If your goal is to get gold and not to just do alchemy, then upon discovering that alchemy is stupid you turn to different angles of attack. You don’t need to know whether SIAI’s current approach is right, you only need to know whether there are capable people working on the problem there, who really want to solve the problem and not just create appearance of solving the problem, and who won’t be bogged down by pursuit of lost causes. Ensuring the latter is of course a legitimate concern.
Vladimir is right, but also I didn’t necessarily mean give to SIAI. If you think they’re irretrievably doing it wrong, start your own effort.
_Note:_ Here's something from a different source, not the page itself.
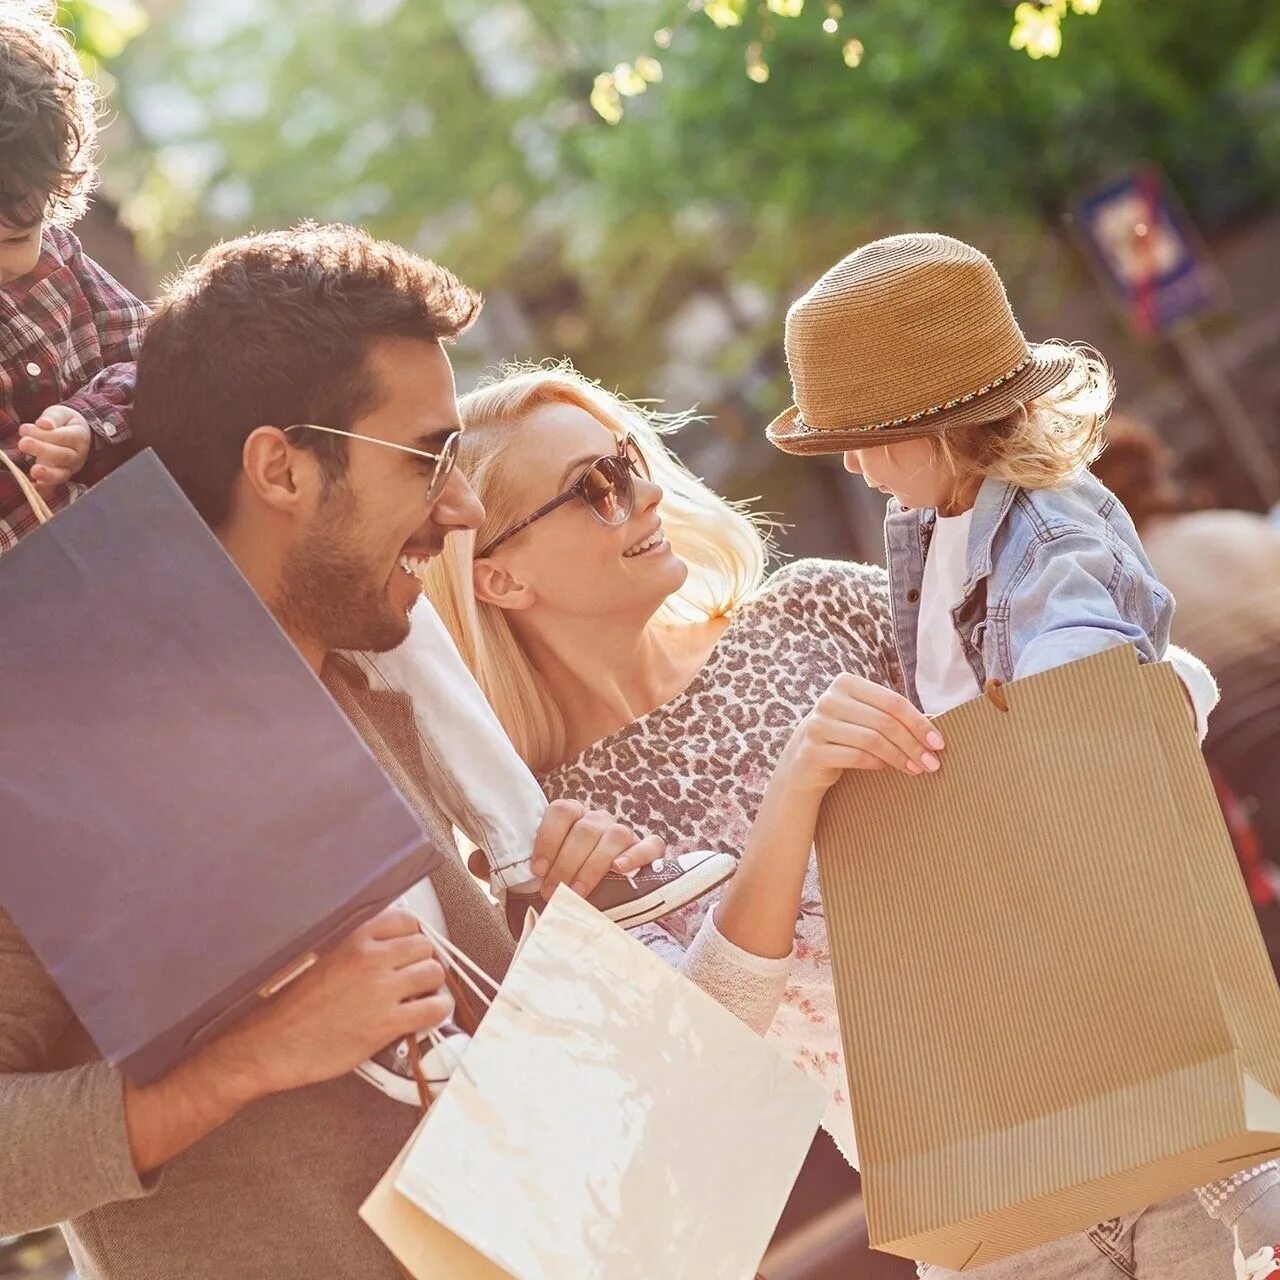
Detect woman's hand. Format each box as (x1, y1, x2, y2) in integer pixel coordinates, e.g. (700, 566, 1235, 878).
(712, 676, 944, 962)
(530, 798, 666, 898)
(775, 673, 945, 798)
A quote explaining why I don’t do that either:
-- Richard Hamming, “You and Your Research”
For now, a valid “attack” of Friendly AI is to actually research this question, given that it wasn’t seriously thought about before. For time travel or antigravity, we don’t just not have at attack, we have a pretty good idea of why it’s won’t be possible to implement them now or ever, and the world won’t end if we don’t develop them. For Friendly AI, there is no such clarity or security.
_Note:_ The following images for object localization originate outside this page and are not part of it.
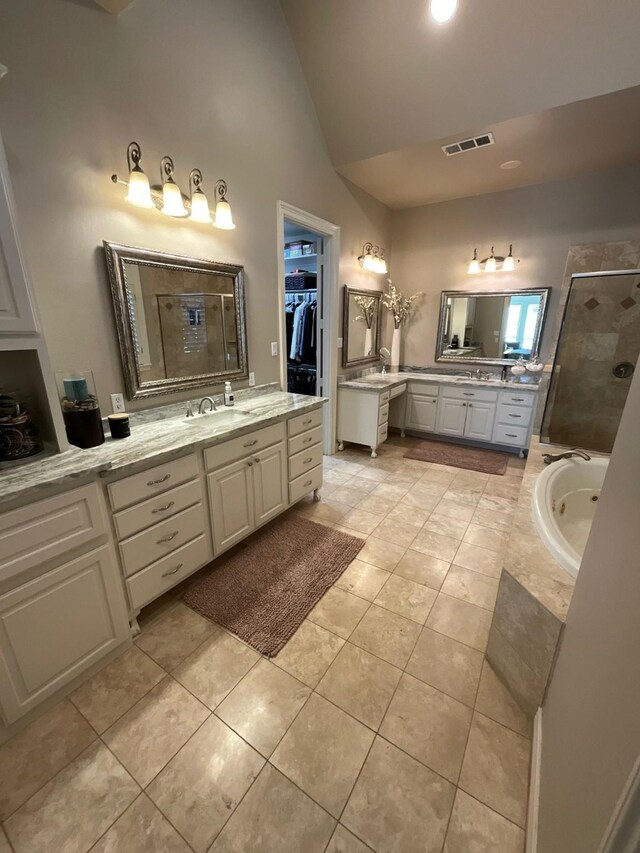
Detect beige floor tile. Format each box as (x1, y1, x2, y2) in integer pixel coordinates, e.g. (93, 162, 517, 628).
(384, 471, 419, 487)
(135, 603, 216, 671)
(410, 480, 449, 501)
(103, 677, 209, 786)
(394, 550, 450, 590)
(272, 694, 374, 818)
(335, 558, 390, 601)
(453, 542, 502, 578)
(350, 604, 421, 668)
(400, 490, 440, 511)
(172, 630, 259, 709)
(441, 564, 499, 611)
(472, 506, 514, 531)
(374, 574, 437, 624)
(478, 494, 518, 514)
(412, 528, 460, 562)
(215, 659, 310, 757)
(380, 673, 472, 783)
(463, 522, 509, 553)
(459, 712, 530, 828)
(0, 698, 96, 819)
(324, 469, 353, 487)
(385, 503, 431, 527)
(342, 737, 455, 853)
(331, 486, 377, 508)
(372, 517, 419, 548)
(70, 646, 164, 734)
(148, 715, 263, 852)
(357, 537, 406, 571)
(356, 493, 394, 515)
(326, 824, 371, 852)
(426, 594, 492, 652)
(370, 482, 412, 502)
(273, 620, 345, 687)
(433, 498, 475, 522)
(341, 507, 384, 535)
(475, 662, 532, 738)
(317, 643, 402, 729)
(91, 793, 191, 852)
(357, 467, 390, 483)
(483, 479, 522, 501)
(441, 487, 482, 507)
(422, 513, 470, 541)
(308, 587, 370, 638)
(418, 468, 457, 485)
(4, 742, 139, 853)
(210, 763, 335, 852)
(444, 789, 525, 853)
(406, 627, 483, 706)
I want to ask “how much thought have you given it, to be confident that you don’t have an attack?”, but I’m guessing you’ll say that the outside view says you don’t and that’s that.
I didn’t mean to say no attack existed, only that I don’t have one ready. I can program okay and have spent enough time reading about AGI to see how the field is floundering.
I’ve grown out of seeing FAI as an AI problem, at least on the conceptual stage where there are very important parts still missing, like what exactly are we trying to do. If you see it as a math problem, the particular excuse of there being a crackpot-ridden AGI field, stagnating AI field and the machine learning field with no impending promise of crossing over into AGI, ceases to apply, just like the failed overconfident predictions of AI researchers in the past are not evidence that AI won’t be developed in two hundred years.
How is FAI a math problem? I never got that either.
In the same sense AIXI is a mathematical formulation of a solution to the AGI problem, we don’t have a good idea of what FAI is supposed to be. As a working problem statement, I’m thinking of how to define “preference” for a given program (formal term), with this program representing an agent that imperfectly implements that preference, for example a human upload could be such a program. This “preference” needs to define criteria for decision-making on the unknown-physics real world from within a (temporary) computer environment with known semantics, in the same sense that a human could learn about what could/should be done in the real world while remaining inside a computer simulation, but having an I/O channel to interact with the outside, without prior knowledge of the physical laws.
I’m gradually writing up the idea of this direction of research on my blog. It’s vague, but there is some hope that it can put people into a more constructive state of mind about how to approach FAI.
Thanks (and upvoted) for the link to your blog posts about preference. They are some of the best pieces of writings I’ve seen on the topic. Why not post them (or the rest of the sequence) on Less Wrong? I’m pretty sure you’ll get a bigger audience and more feedback that way.
Thanks. I’ll probably post a link when I finish the current sequence—by current plan, it’s 5-7 posts to go. As is, I think this material is off-topic for Less Wrong and shouldn’t be posted here directly/in detail. If we had a transhumanist/singularitarian subreddit, it would be more appropriate.
What you are saying in the last sentence is that you estimate that there unlikely to be an attack for some time, which is a much stronger statement than “only that I don’t have one ready”, and actually is a probabilistic statement that no attack exists (“I didn’t mean to say no attack existed”). This statement feeds into the estimate that marginal value of investment in search for such an attack is very low at this time.
That seems to diminish the relevance of Hamming’s quote, since the problems he names are all ones where we have good reason to believe an attack doesn’t exist.
How long have you thought about it, to reach your confidence that you don’t have an attack?